Although many vendors out there interchange the terms disaster recovery (DR) and business continuity (BC), there are major differences between them in real terms. DR is all about how rapidly can you regain business capabilities after an IT disaster, whereas BC is all about how can you retain business capabilities during an IT disaster.
What is needed for BC? There are the obvious things of having spare capacity in hardware and software, along with managing the data. Then there is connectivity and performance – and this is where things can get a little sticky. A major disaster could be caused by something very local – a fire or similar – where BC can be carried out through mirroring across a short distance to a second facility. What happens when the disaster is larger, though – maybe an earthquake, a flood or a major public issue, such as a state of emergency being declared? You may then be looking at the need to mirror to a facility many hundreds or even thousands of miles away.

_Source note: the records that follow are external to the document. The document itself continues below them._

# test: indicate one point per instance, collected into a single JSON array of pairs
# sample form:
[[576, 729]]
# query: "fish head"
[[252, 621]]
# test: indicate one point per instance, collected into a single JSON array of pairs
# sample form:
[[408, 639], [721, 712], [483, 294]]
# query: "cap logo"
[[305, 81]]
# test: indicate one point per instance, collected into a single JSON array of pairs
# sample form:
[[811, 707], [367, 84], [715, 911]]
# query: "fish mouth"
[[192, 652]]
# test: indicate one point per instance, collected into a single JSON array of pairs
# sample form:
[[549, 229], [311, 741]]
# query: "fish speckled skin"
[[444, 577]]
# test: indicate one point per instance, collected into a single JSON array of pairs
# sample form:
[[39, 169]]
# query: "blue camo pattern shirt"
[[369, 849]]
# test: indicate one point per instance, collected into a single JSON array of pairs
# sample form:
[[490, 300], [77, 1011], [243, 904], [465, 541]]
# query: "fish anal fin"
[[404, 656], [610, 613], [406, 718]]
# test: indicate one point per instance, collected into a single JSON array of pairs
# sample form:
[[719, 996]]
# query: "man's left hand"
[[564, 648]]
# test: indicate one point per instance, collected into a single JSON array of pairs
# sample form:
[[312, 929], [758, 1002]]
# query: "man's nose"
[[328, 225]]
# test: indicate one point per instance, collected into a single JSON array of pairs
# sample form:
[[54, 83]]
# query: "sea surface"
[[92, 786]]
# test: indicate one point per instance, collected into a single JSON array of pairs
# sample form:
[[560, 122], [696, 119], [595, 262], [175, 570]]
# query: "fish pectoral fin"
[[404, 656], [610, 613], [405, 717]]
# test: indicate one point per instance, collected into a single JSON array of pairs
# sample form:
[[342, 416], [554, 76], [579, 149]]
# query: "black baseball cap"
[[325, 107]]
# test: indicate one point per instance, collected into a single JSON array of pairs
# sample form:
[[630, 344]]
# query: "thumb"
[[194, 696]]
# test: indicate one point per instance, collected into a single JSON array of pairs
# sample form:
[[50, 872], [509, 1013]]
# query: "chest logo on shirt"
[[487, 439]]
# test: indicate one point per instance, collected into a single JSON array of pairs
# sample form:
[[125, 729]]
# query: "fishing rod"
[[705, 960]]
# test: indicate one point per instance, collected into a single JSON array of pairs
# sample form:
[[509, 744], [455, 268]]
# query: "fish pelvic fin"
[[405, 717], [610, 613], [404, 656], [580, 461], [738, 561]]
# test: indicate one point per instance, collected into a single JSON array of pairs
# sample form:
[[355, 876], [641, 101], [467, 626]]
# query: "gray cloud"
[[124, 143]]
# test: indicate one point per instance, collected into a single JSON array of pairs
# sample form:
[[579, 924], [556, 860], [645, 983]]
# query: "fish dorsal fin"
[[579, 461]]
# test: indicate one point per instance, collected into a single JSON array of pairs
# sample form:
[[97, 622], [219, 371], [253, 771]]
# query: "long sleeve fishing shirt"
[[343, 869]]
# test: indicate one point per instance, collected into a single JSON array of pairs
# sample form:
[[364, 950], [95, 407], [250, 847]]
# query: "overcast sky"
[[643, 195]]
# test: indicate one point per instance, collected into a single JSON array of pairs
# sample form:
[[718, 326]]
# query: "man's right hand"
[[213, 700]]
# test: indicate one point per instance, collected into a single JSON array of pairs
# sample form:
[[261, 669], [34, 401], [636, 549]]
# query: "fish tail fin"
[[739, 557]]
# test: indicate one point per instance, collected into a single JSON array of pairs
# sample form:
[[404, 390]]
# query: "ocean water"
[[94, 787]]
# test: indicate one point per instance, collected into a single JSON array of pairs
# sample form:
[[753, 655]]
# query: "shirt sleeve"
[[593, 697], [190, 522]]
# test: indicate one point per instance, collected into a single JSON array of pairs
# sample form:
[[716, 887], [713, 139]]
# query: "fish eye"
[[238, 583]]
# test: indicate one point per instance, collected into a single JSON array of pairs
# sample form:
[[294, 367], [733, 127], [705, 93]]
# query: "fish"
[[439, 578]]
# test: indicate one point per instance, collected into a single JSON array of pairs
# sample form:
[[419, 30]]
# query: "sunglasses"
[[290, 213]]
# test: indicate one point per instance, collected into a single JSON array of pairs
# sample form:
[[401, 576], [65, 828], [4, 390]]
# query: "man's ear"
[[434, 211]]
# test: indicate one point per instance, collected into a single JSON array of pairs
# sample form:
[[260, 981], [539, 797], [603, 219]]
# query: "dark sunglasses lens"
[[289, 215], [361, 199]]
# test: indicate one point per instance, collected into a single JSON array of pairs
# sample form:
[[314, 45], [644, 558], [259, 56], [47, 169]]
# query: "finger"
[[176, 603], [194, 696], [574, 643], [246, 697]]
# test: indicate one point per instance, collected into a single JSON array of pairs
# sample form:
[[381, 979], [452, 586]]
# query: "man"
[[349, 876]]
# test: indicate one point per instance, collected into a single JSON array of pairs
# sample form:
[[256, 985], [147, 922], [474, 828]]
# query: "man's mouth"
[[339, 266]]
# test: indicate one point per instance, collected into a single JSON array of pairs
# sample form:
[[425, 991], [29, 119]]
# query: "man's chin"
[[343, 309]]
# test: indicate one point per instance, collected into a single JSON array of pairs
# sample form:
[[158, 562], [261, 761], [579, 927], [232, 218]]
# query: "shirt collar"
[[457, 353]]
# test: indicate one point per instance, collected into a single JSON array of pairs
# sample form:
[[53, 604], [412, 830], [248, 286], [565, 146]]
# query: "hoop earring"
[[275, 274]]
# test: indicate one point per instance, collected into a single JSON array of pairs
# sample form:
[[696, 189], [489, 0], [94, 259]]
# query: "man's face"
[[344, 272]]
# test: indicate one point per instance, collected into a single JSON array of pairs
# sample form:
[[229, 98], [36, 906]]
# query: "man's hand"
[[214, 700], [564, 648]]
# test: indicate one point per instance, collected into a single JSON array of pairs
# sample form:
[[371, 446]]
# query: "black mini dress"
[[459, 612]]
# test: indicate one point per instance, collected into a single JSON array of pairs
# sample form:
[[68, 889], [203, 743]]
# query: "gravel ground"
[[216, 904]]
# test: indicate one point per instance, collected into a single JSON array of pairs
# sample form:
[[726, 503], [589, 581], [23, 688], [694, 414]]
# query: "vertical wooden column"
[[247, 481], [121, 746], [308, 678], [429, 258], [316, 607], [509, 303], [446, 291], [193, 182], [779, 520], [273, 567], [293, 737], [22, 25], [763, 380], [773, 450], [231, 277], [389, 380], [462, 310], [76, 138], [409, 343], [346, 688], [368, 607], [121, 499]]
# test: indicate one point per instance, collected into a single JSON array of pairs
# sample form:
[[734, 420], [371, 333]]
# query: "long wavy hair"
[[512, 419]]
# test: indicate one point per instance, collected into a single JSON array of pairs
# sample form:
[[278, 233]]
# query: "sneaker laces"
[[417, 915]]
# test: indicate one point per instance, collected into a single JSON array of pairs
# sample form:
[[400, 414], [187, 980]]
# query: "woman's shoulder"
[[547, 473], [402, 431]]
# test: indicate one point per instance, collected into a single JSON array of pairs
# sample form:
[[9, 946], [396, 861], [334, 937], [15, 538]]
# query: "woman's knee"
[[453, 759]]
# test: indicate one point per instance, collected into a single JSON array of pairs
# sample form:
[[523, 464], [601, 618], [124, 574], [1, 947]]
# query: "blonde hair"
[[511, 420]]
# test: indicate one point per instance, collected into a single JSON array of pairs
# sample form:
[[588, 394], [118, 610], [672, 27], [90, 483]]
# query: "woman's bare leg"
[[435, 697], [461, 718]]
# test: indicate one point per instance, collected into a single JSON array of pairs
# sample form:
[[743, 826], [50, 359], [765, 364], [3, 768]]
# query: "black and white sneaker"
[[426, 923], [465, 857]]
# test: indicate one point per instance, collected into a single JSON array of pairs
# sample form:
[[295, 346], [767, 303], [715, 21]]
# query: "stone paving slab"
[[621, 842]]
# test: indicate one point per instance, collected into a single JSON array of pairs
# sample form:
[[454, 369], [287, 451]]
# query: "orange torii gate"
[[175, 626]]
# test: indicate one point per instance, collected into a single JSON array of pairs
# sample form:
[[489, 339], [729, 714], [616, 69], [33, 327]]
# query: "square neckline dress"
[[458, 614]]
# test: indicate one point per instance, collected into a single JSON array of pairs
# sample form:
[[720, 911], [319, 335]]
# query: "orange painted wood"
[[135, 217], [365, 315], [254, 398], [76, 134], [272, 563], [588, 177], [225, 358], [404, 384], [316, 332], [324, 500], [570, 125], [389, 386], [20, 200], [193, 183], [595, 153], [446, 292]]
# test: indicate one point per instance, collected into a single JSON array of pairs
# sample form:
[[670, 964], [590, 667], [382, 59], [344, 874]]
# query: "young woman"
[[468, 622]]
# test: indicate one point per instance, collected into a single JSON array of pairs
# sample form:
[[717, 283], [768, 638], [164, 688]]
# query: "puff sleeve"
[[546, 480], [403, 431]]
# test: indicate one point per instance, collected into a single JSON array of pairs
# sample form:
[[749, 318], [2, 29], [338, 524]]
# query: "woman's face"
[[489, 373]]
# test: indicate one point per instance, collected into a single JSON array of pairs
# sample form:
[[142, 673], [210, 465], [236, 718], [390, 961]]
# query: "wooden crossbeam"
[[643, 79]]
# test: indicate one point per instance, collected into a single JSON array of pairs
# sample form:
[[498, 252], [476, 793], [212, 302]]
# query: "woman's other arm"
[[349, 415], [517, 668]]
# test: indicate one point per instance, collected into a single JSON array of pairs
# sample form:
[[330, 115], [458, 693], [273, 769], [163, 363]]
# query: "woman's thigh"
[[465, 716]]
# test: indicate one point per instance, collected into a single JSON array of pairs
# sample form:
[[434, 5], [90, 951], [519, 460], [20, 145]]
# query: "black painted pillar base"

In itself, this may not be a problem – hardware and software are the same pretty much anywhere, and virtualization has made setting up cost-effective mirroring possible. It is the data where problems tend to come in – and where a different approach may be required.
Mirroring data across a long distance has been an issue for many for a long time. Highly transactional data can run into all sorts of problems when being replicated, with latency and jitter causing the data to be too easily corrupted. For live, synchronous replication, the need for each packet to be acknowledged by the receiving end can also cause problems – and these get bigger the longer the distances involved.
When looking to vendors that specialize in BC, many will talk about maximum distances in the hundreds of miles – some even less. If you really want to deal with the possibility of global continuity, hundreds of miles is not good enough. Many vendors will then shift the discussion to a purely asynchronous approach: the data is stored locally and is trickled off to the remote facility as soon as possible in a way that doesn’t need the timeliness of a synchronous approach.
Should a major disaster occur, however, any data that is still being held waiting for an asynchronous transfer to occur, could also be lost – and the business then has to try and figure out what data has been lost.
There is a way of combining both approaches to gain global BC, though. A synchronous link can be set up from one facility to another, and then from that facility to another – a daisy-chain approach to get your data as far away from your facility as possible in almost real time. It may not need to be expensive facilities that are involved – it may be that all that is required is for data appliances to be installed in your offices around the world, or housed in a low-cost co-location facility. Each copy will not be an exact copy of the previous one – each link will, by the very nature of physical laws introduce a degree of time lag which means that what you are doing is “near synchronous”, not fully synchronous.
This is where a transaction index needs to be used. By indexing the transactions (i.e. not transferring all the data, but just a log of the bare metadata around it), a very small audit log can be created that and can be pushed through a near-synchronous or asynchronous link in almost real time, ahead of the actual data. Therefore, you can see what data was on the way when the disaster occurred by looking at the index – and can then carry out business recovery procedures to contact those who are affected by the data losses.
Even with the use of near-synchronous replicas, at some stage, the data will hit a physical location where synchronous is no longer an option – for example, going from the East Coast of the US over to Europe, or from the West Coast to Asia.
This is where asynchronous comes in: to get the data across a few thousand miles of sea means that a trickle approach is still the best way of managing this.
It will require a very major disaster for all your near-synchronous appliances to be impacted at the same time. The idea is that should your main facility be destroyed, you can failover as required to any of the mirrors that you have created. Should there be any reason why you need to failover to a different geography, then you need to fall back to the asynchronous replica – and unless you know exactly what has happened, you are not really better off than previously: you still don’t know what data has been lost due to the asynchronous data waiting loss. At this point, that transaction index log becomes all important.
Business continuity has to be a strategic focus for any IT team. Depending on backup and recovery just isn’t enough any longer.
If your business is global, then plan for a global continuity network now.